As the festive cheer of the holiday season fades, the specter of inflation looms large over the United States economy. Contrary to the premature declarations of victory over inflation by Nobel laureate economist Paul Krugman, recent data suggests that inflation is far from being a closed chapter in our economic narrative. According to the Bureau of Labor Statistics (BLS), the Consumer Price Index (CPI) rose at an annualized rate of 3.7% in December, a figure nearly triple that of the preceding month and almost double the rate of the same period last year, signaling that the transitory nature of inflation may have been a miscalculation.
The core CPI, which excludes the volatile prices of food and energy, climbed to an annualized 3.8%, marking a significant uptick from the previous month. Even more alarmingly, the Federal Reserve's "supercore" inflation measure, which further removes housing costs from the equation, surged to an annualized rate of nearly 5%. These numbers reveal an uncomfortable truth: despite the most aggressive tightening of credit by the Fed since the 1970s, and the most severe since the 1930s in terms of money supply contraction, inflation persists.

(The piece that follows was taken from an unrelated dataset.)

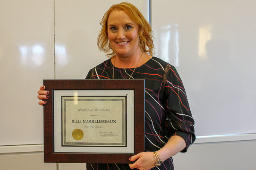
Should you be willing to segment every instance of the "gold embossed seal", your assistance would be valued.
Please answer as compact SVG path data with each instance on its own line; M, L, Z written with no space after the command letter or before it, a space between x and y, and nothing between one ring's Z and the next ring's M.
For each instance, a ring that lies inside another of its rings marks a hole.
M76 140L81 140L84 137L84 132L81 129L75 129L72 132L72 137Z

The resilience of inflation can be partly attributed to the federal government's continued robust spending. The federal deficit for December alone soared to an eye-watering $130 billion, a staggering increase from the typical deficits during the Trump administration and the $80 billion recorded last year under President Biden.
This fiscal profligacy, combined with the abundant funds that banks and hedge funds had parked at the Fed, has resulted in a liquidity that is abundant on Wall Street but painfully scarce for ordinary Americans grappling with soaring housing costs and rising credit card debt.
As the nation grapples with the twin challenges of inflation and a looming recession, the path ahead is uncertain. With federal spending at the heart of the economic crisis and the political establishment seemingly indifferent to the fiscal recklessness, Americans are braced for a continued cycle of inflation, recession, and joblessness reminiscent of the 1970s.